In bacteria and fungi, the genes responsible for the biosynthesis of a certain SM are often co-localized in the genome, forming so called biosynthetic gene clusters (BGCs) [14,15]. The BGCs consists of one or more core genes, several tailoring enzymes, and genes involved in regulation and transport. As all these genes are essential for the production of a SM in the native host, we will refer to them as “essential genes” in this study. The core genes are responsible for assembling the basic chemical scaffold, which is further modified by the tailoring enzymes yielding the final SM [16]. We refer to the core genes and the tailoring genes as “biosynthetic genes” in this study. Depending on the class of the produced SM, the core genes differ. In fungi, the main SM classes are polyketides (e.g. the cholesterol-lowering drug lovastatin [17] and the mycotoxin aflatoxin [9]) and non-ribosomal peptides (e.g. the immunosuppressant cyclosporine [18] and the antibiotic penicillin [19]), with polyketide synthases (PKS) or non-ribosomal peptide synthetases (NRPS) as core enzymes, respectively. Other SM classes are terpenoids, alkaloids, melanins [20,21], and ribosomally synthesized and posttranslationally modified peptides (RiPPs) [22,23], whose corresponding genes may also be organized in BGCs. As mentioned, BGCs may also contain genes encoding for transporters [24], transcription factors [25], or resistance genes [26]. While their gene products are not directly involved in the biosynthesis of a SM they are still essential for the biosynthesis; we will call them „further essential genes”in the following and differentiate them from the „biosynthetic genes“. The biosynthetic genes and the further essential genes are both necessary for the biosynthesis of a SM in the native organisms. In contrast, only the biosynthetic genes and a selection of the further essential genes (e.g. transporters) are necessary for heterologous expression [reviewed in [27]]. Notably, fungal BGCs often also contain genes that are not necessary for the production of a SM, the so-called gap genes. The gap genes are not involved in the biosynthesis, regulation, or transport of the SM, but have an unrelated function (Fig 1). We would like to stress here, that this cannot be predicted based only on the class of the gene product. For instance, a gene encoding for a transporter in the aflatoxin BGC was reported to have no significant role in aflatoxin secretion [28].

thumbnail
Fig 1. Schematic representation of the lovastatin BGC from Aspergillus terreus (lov).

In red the biosynthetic genes for SM production, in gold the further essential genes, and in blue the genes not involved in the biosynthetic pathway.

https://doi.org/10.1371/journal.pcbi.1009372.g001

As mentioned, the bottom-up approach for SM discovery is depending on modern genomics and the accurate prediction of genes and BGCs. Each important gene missing in the prediction is detrimental for obvious reasons, whereas each unnecessarily considered gap gene makes the study of a BGC more complicated and complex, and the construction and transformation processes for heterologous expression more challenging. Currently, several BGC prediction tools are available for fungi. Some tools for genome mining are antiSMASH [29], CASSIS and SMIPS [30], SMURF [31], TOUCAN, a supervised learning framework capable of predicting BGCs on amino acid sequences [32], and DeepBGC, an unrestricted machine learning approach using deep neural networks [33]. These tools are effective and successful in finding and predicting BGCs based solely on genomic data. AntiSMASH uses a rule-based approach to identify BGCs based on the identification of core or signature enzymes and applies a greedy approach to extend a cluster on either side. This may result in overlaps or combinations of closely situated clusters. However, the genes within the predicted BGCs are classified into core biosynthetic genes, additional biosynthetic genes, transport-related genes, regulatory genes, and other genes based on profile hidden Markov models by the antiSMASH tool. The BGC prediction method of CASSIS and SMIPS is based on the principle that the promoter regions of genes in a BGC contain one or more shared motif, as they are co-expressed and presumably regulated by the same regulatory factors and/or mechanisms [30].

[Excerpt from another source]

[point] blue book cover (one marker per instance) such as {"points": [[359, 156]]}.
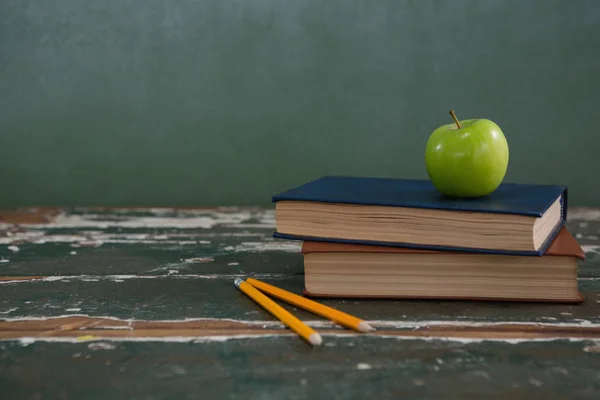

As mentioned above, the class of an enzyme may be a good indication for a potential involvement in the biosynthesis of a SM but does not guarantee a correct prediction. This problem can be solved by the analysis of transcriptome data because the genes necessary for SM production within a BGC are normally co-expressed with each other but not with the gap genes [34]. Notably, this demands the knowledge of expression conditions and does not work for silent BGCs. However, it is an obvious advantage to have as much information as possible about a BGC before studying it in the native host or performing heterologous expression for a bottom-up approach for SM discovery.

We speculate that a comparative genomics analysis focusing on the evolutionary history of the genes in a BGC might be a feasible alternative to a transcriptomics analysis in fungi for the following reasons. In general, BGCs are suggested to undergo a distinct and faster evolution than the rest of the genome, based on different mechanisms and genetic drivers [16,3540]. In bacteria, the evolution of BGCs is strongly influenced by the strong occurrence of horizontal gene transfer in these group of microorganism [39]. Medema et al. performed a large-scale computational analysis of bacterial BGCs and found that many BGCs consist of sub-clusters. These sub-clusters encode for enzymes that work together to form a distinct chemical structure. Notably, this sub-clusters were described as “independent evolutionary entities” and the contained genes are co-evolving. The authors suggested a “bricks and mortar” model. Therein, different sub-clusters, the “bricks” form different chemical building blocks for a secondary metabolite. Additional genes within the BGCs are encoding for enzymes that combine the building blocks, and fulfil other functions such as tailoring, regulation and transport. These individual genes are the “mortar” in the “brick and mortar” model [40]. The “bricks” correspond to what we term “biosynthetic genes” and the “mortar” to our “further essential genes”. Through horizontal gene transfer, the “bricks” can be easily exchanged and recombined to form novel BGCs and secondary metabolites[40]. Notably, not all bacterial BGCs are composed of exchangeable sub-units but some BGCs keep a stable architecture over a long time [40].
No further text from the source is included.